Bob Van Reeth (26 February 1943 – 30 September 2025), who usually signed as bOb Van Reeth, was a Belgian architect.

==Life and career==
Bob Van Reeth started working as an architect in 1965 with designing buildings in Mechelen and Kalmthout. In 1972, he became a teacher at the Nationaal Hoger Instituut voor Bouwkunst (The National Higher Institute for Architecture) in Antwerp. The same year, he started the group Krokus with Jean-Paul Laenen and Marcel Smets. The group worked on the restoration of the old centre of Mechelen.

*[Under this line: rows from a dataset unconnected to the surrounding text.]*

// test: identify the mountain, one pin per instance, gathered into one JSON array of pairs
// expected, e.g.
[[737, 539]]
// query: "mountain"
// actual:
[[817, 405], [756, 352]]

In the 1980s, Van Reeth designed a new building for the Onze-Lieve-Vrouwecollege in Antwerp. Later buildings include in 2007 a new wing for the Westvleteren Abbey, and the black-and-white Huis Van Roosmalen facing the Scheldt in Antwerp. Close by stands the Zuiderterras, a grand café on the quay. He also led the company AWG (Architect Work Group) Architecten, which won the architectural concours for the design of a memorial and documentation centre about the Holocaust in Mechelen.

In January 1998, Van Reeth became the first Flemish Government Architect (Vlaams Bouwmeester), a function he held until 1 June 2005 when Marcel Smets succeeded him.

Van Reeth died on 30 September 2025, at the age of 82.